Um dos sinais mais marcantes da miséria humana é fazer de si um obstáculo para si mesmo. Ele desvia-se de si mesmo. O divertimento, é a forma privilegiada que o homem encontra para desviar o olhar de si mesmo, já que seu eu verdadeiro lhe é insuportável. O divertimento é uma espécie de fuga, onde ele busca atividades que o consiga distrair. Segundo Pascal ocupam-se os homens com uma bola ou uma lebre; esse é o prazer, para os reis inclusive (PASCAL, Pensamentos, 1973, frag. 141). Quando o homem olha para si mesmo, e se vê como um abismo infinito, como um ser incapaz de conhecer a si próprio, percebe que sua razão limitada não pode conhecer a Deus e, não podendo conhecer a Deus, jamais poderá afirma que houve uma criação divina. Mais ainda, não poderá dizer se ele próprio é criado por Deus ou não. Sustenta Pascal: é igualmente incompreensível que ... o mundo tenha sido criado e que não o tenha, etc... (PASCAL, Pensamentos, 1973, frag. 230)

Se o homem não tem acesso a criação e sua determinação, então ele não conceber que foi criado obedecendo a um modelo: a uma natureza humana 9. Se assim é aquilo que chamamos natureza humana, no fundo, é uma infinita maleabilidade. Nesta infinita maleabilidade, o homem, passa a forjar o seu ser. Ele cria uma imagem de si conforme gostaria que fosse e vive segundo esta imagem. Este ser que o homem forja, ou seja, a imagem que ele faz de si mesmo, leva-o a ser escravo da imagem que ele cria para ter reconhecimento do outro, para ganhar a estima alheia.

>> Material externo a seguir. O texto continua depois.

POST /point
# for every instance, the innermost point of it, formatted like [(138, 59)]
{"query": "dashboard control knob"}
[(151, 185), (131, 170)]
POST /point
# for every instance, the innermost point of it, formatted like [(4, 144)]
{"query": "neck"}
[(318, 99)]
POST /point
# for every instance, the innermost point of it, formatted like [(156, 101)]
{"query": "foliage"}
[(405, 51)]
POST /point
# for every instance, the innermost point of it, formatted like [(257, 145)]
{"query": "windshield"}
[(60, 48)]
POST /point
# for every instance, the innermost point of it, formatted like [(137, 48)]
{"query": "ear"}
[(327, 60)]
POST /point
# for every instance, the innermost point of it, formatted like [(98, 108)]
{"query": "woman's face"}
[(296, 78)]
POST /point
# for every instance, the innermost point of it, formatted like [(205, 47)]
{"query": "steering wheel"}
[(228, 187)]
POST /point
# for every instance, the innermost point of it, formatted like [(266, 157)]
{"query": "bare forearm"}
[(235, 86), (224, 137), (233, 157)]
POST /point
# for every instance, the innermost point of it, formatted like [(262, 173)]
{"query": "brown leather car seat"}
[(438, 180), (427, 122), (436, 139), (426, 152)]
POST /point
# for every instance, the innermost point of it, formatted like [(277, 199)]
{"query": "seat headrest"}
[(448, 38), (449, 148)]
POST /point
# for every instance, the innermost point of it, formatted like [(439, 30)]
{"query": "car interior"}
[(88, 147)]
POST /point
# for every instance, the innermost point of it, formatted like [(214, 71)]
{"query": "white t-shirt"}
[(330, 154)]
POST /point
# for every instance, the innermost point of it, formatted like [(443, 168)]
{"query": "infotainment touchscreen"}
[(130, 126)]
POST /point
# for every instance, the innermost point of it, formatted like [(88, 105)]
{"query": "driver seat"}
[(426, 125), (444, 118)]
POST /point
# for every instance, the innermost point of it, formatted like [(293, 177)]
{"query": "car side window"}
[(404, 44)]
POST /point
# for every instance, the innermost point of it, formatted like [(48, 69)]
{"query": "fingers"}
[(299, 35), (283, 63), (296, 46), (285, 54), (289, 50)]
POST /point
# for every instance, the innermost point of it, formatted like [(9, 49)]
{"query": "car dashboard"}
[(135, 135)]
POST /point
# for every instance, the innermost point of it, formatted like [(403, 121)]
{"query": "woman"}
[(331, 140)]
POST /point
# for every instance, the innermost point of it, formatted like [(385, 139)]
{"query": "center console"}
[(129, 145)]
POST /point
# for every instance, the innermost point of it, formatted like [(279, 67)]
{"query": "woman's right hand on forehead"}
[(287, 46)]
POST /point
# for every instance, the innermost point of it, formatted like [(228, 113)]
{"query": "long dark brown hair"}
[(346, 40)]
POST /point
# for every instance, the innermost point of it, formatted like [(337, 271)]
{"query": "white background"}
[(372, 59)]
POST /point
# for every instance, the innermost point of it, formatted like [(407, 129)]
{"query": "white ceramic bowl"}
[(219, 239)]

O modo como muitas pessoas se apresentam a nós não corresponde com o seu ser verdadeiro. É apenas uma máscara que ela cria para evitar o seu sofrimento, buscando ser amada e atrair a atenção das pessoas para si. No tédio, o homem troca o ser pelo parecer. Amamos no outro a sua aparência, sua beleza que é um acidente. portanto, não amamos nunca a pessoa, mas somente as qualidades (PASCAL, Pensamentos, 1973, frag. 323).